Consequences: Users can specify any image generation model in the form without needing to know which endpoint it uses. The router handles the routing transparently. Adding new image models requires only updating the detection logic if they use a different endpoint.


ADR-008: Flask session-based auth with role caching

Status: accepted

Context: The Flask frontend needs to know the user's authentication state and role for route protection (@login_required, @admin_required) without making an extra API call on every request.

Decision: Store the JWT access token, refresh token, user email, and user role in the Flask server-side session cookie after login. The @login_required decorator checks for access_token in the session. The @admin_required decorator checks session["user_role"] == "admin". This avoids an extra API call to /users/me on every request.

Consequences: The user role is cached in the session and may become stale if an admin changes a user's role while the user is logged in. The user must log out and log back in to see the updated role. This is acceptable for the expected usage pattern. The session cookie is signed (Flask's default) to prevent tampering.


ADR-009: Separate generation pages in frontend

Status: accepted

Context: The original /generate page handled text, image, and video generation in a single form, which became unwieldy as more generation types were added.
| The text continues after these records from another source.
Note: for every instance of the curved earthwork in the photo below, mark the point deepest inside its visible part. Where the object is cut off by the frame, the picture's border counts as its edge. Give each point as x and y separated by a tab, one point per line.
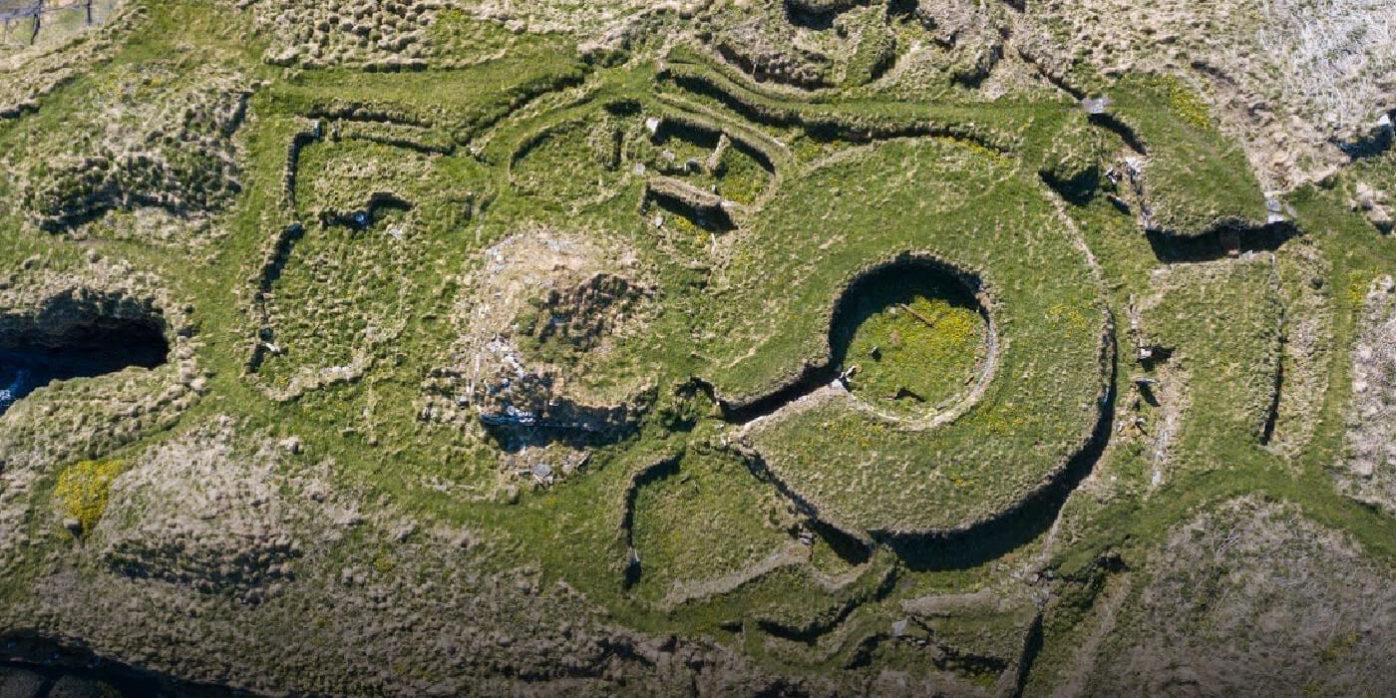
881	473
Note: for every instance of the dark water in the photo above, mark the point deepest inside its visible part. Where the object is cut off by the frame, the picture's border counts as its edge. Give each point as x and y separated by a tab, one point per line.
25	367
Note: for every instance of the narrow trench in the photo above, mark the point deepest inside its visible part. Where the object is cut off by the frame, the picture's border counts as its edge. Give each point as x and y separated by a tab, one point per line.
48	669
30	360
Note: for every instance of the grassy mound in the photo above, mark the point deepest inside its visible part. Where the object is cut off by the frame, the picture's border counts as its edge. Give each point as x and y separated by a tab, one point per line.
961	205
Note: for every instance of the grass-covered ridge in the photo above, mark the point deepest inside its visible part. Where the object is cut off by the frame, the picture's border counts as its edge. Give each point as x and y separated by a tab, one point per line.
556	205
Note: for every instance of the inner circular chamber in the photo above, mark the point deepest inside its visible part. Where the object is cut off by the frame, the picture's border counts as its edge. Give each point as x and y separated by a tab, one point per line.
912	335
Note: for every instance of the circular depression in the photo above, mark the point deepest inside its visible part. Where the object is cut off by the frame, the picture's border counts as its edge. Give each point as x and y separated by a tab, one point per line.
913	338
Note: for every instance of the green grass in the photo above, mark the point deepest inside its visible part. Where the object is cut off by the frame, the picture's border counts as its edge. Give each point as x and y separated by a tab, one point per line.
708	520
931	198
746	317
1195	177
919	349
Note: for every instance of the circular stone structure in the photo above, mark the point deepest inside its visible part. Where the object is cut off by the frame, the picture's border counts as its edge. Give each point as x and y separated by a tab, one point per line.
1025	430
913	338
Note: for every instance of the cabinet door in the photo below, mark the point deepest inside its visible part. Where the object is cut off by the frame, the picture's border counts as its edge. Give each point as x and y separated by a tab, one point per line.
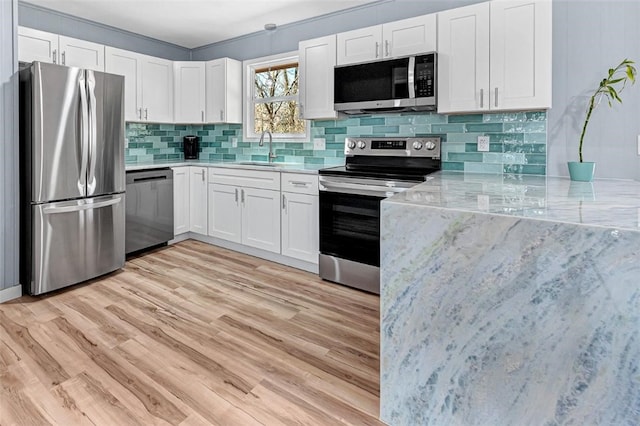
128	64
300	226
224	91
360	45
261	218
81	53
520	55
225	212
410	36
463	59
198	200
189	95
181	200
317	58
35	45
157	89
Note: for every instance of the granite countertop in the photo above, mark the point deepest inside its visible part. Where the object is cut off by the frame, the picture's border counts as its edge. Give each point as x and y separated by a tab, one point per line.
606	203
278	167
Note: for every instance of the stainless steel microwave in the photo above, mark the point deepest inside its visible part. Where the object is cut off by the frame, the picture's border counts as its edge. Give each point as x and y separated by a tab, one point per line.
399	84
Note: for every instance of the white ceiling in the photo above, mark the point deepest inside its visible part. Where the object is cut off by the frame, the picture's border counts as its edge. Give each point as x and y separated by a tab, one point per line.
194	23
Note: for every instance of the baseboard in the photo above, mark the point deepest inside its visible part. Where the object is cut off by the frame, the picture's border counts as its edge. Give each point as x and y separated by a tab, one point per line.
10	293
263	254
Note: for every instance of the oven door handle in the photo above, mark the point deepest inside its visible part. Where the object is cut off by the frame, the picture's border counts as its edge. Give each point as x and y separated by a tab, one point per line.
357	189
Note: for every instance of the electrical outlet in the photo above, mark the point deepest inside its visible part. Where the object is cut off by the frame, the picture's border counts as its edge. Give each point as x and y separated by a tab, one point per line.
483	143
483	202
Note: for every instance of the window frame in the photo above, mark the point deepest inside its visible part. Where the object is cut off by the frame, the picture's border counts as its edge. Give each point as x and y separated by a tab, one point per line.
249	66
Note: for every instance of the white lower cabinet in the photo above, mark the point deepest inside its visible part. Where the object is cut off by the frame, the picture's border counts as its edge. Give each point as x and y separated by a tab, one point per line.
198	200
300	216
244	207
180	200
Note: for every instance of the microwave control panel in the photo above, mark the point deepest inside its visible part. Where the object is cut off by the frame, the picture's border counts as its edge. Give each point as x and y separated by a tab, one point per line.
425	76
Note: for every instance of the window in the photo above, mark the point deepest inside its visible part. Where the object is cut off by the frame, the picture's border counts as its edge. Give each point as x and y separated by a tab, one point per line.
272	104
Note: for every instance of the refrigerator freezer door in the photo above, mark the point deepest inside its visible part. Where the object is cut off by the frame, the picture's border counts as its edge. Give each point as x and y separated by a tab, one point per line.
59	155
73	241
106	136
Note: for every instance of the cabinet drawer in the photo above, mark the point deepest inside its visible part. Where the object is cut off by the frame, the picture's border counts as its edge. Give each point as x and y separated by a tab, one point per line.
247	178
300	183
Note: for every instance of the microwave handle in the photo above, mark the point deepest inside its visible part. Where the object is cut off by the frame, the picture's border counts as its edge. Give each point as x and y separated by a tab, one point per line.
411	77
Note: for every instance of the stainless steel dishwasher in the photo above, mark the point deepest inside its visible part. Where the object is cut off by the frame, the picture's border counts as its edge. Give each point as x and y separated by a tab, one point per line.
149	202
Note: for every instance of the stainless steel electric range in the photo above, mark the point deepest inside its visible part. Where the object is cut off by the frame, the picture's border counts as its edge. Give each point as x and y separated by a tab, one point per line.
350	195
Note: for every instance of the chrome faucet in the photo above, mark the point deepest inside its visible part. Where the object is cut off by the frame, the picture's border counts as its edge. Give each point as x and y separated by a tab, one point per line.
272	155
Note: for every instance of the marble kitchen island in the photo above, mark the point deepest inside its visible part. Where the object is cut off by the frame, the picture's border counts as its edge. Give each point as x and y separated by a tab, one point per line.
510	301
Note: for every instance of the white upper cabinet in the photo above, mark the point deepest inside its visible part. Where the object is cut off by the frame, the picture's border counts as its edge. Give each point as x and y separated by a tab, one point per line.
495	56
189	95
391	40
410	36
223	91
361	45
36	45
316	60
128	64
521	54
463	59
81	53
148	90
157	89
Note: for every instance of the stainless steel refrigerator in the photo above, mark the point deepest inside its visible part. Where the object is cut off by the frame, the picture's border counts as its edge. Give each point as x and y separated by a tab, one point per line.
72	175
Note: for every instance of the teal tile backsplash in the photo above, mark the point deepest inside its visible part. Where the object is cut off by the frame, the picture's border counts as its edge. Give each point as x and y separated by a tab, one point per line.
518	141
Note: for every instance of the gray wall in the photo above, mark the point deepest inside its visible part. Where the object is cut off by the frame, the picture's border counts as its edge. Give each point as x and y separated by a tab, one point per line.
286	37
589	37
33	16
8	147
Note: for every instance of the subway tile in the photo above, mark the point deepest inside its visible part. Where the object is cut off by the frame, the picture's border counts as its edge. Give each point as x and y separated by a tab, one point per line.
485	127
447	128
465	118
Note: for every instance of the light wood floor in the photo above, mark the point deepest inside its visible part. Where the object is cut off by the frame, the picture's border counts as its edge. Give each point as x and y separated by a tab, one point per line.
192	334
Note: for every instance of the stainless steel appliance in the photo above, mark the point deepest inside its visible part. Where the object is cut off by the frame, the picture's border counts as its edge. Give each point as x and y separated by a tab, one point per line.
190	146
399	84
375	168
149	220
72	175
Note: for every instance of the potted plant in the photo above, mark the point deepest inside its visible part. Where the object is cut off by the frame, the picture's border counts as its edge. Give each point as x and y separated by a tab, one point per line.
610	88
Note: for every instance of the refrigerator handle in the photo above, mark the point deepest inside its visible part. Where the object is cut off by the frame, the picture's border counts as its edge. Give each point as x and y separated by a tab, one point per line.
93	132
84	135
81	207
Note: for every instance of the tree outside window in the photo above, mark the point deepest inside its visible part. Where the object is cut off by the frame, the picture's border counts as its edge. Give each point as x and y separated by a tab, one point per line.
274	99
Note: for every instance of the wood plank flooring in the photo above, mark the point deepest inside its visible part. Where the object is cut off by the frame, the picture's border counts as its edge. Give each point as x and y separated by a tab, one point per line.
192	334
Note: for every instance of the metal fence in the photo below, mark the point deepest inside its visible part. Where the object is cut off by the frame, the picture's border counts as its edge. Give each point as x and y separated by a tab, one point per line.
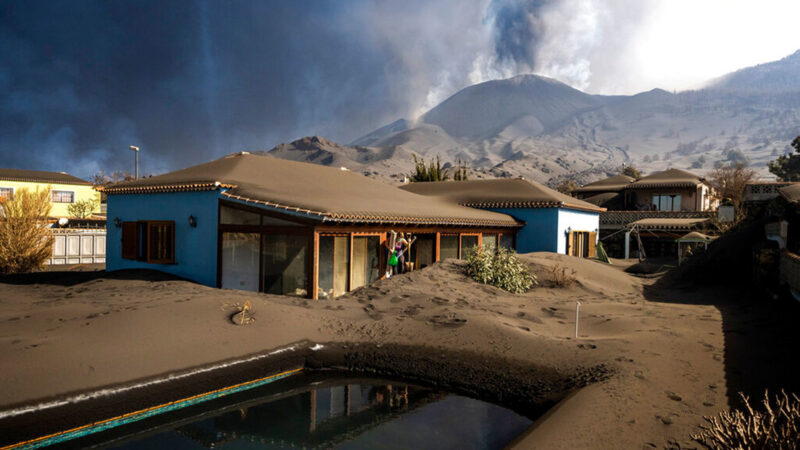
79	246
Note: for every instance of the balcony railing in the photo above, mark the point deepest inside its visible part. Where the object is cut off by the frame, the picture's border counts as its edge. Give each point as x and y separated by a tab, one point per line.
761	192
615	220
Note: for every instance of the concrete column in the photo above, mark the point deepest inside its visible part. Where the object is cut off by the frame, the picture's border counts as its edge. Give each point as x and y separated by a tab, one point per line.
627	244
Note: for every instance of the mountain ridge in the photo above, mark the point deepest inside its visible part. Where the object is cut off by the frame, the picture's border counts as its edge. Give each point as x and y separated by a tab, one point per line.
544	130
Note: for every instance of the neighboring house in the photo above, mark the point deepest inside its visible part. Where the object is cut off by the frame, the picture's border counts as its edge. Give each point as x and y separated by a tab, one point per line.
605	193
670	190
764	191
64	189
657	209
554	222
76	241
283	227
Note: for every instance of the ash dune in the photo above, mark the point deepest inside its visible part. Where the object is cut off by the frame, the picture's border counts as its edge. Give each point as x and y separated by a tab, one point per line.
87	329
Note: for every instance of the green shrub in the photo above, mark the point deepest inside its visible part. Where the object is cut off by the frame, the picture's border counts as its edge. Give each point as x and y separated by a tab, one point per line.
499	268
82	209
778	426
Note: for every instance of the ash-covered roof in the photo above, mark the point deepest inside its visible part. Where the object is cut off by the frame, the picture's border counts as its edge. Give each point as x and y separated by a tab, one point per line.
791	193
674	178
38	176
499	193
669	224
320	192
610	184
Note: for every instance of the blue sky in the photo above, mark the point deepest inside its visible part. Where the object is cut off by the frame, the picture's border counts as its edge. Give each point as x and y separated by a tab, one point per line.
190	81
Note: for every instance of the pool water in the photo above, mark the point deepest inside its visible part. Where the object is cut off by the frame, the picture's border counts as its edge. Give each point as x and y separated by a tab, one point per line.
334	413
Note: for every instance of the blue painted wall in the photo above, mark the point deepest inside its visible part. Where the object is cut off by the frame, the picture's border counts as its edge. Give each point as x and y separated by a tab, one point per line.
195	248
545	228
540	233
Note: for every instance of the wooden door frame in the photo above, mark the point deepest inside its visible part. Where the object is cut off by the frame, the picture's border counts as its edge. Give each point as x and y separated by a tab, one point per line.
460	237
381	244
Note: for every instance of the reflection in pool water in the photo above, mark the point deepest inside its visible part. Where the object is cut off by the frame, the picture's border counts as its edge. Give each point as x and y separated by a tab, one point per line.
341	414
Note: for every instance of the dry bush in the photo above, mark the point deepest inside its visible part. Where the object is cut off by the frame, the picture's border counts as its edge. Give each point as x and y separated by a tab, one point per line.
25	241
777	427
561	276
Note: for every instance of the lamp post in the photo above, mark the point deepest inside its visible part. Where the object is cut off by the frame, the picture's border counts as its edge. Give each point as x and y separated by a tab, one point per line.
136	164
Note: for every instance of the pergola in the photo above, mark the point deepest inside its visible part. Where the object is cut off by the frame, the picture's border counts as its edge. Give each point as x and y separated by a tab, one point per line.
660	227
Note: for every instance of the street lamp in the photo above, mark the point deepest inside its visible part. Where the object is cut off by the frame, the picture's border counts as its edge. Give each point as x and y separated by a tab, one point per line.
136	167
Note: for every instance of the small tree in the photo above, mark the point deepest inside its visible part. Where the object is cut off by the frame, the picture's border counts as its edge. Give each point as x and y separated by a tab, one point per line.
25	241
787	167
729	182
500	268
432	172
82	209
631	171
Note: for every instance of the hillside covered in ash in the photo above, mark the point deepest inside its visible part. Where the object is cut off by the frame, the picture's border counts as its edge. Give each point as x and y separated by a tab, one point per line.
544	130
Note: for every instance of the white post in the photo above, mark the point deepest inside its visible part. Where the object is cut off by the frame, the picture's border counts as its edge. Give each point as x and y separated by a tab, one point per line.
627	244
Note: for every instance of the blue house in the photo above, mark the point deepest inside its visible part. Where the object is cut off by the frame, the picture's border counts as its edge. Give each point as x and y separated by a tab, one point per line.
265	224
554	222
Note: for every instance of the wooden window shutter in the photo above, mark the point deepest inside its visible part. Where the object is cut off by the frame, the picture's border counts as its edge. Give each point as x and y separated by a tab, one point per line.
129	241
161	242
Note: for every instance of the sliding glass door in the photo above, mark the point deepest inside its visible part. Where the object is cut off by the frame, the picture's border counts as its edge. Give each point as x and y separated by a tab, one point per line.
366	260
240	254
285	264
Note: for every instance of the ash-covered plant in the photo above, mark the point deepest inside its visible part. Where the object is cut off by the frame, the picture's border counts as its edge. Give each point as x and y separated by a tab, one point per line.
500	268
25	241
776	427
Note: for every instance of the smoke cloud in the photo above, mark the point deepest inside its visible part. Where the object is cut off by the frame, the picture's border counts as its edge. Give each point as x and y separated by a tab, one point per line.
192	81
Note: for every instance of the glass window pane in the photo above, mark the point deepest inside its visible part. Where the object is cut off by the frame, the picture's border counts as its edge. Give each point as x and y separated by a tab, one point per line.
448	247
240	253
467	242
235	216
334	266
422	251
285	266
507	241
490	242
366	260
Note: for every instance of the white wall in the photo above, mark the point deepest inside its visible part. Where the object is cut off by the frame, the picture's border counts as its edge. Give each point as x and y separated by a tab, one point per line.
578	221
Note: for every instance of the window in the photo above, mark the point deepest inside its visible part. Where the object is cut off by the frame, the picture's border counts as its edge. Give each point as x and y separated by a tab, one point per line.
6	193
285	264
507	241
62	196
334	266
667	202
448	246
149	241
366	260
582	244
490	242
468	241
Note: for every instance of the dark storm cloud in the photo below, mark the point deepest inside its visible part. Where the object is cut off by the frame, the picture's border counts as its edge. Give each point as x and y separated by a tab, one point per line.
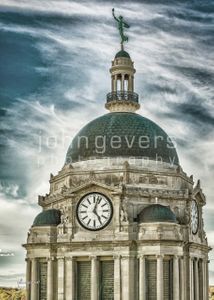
56	58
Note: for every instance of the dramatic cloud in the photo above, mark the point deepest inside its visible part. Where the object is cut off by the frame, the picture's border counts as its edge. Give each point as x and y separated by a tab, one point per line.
54	79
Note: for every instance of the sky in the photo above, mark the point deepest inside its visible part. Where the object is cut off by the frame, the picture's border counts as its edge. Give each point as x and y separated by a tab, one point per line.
54	76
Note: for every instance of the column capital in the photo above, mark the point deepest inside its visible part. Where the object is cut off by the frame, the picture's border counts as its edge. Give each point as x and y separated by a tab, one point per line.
60	257
93	257
160	256
51	258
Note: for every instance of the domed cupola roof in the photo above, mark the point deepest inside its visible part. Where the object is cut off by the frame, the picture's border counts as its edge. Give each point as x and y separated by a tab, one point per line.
122	134
157	213
49	217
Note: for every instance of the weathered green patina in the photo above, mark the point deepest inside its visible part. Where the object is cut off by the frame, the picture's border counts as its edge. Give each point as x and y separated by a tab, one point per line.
121	24
137	137
122	53
157	213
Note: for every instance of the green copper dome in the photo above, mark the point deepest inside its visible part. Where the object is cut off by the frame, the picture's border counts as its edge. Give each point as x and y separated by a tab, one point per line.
157	213
47	218
122	134
122	53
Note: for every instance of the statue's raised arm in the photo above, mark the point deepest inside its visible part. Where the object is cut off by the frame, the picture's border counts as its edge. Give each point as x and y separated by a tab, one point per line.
121	25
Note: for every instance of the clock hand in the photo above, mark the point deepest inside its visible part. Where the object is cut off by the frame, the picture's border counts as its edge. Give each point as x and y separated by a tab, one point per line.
98	217
95	207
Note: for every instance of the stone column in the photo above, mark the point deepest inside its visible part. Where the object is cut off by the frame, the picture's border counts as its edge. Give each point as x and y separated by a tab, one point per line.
121	83
183	279
60	265
115	83
127	278
176	287
196	279
117	204
34	280
50	275
204	279
142	278
94	279
28	278
159	277
117	278
69	278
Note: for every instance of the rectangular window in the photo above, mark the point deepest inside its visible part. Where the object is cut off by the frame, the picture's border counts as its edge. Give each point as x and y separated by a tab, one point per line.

Decision: Create separate Flask routes and Jinja2 templates for each generation type: /generate/text, /generate/image, /generate/video. The /generate route redirects to /generate/text. The navigation bar includes a "Generate" dropdown with links to each sub-page. The video page uses tabs for text-to-video and image-to-video.

Consequences: Each generation type has its own URL, making it bookmarkable and shareable. The navigation is clearer with a dropdown menu. Adding new generation types (e.g., audio) follows the same pattern. The /generate redirect provides a sensible default entry point.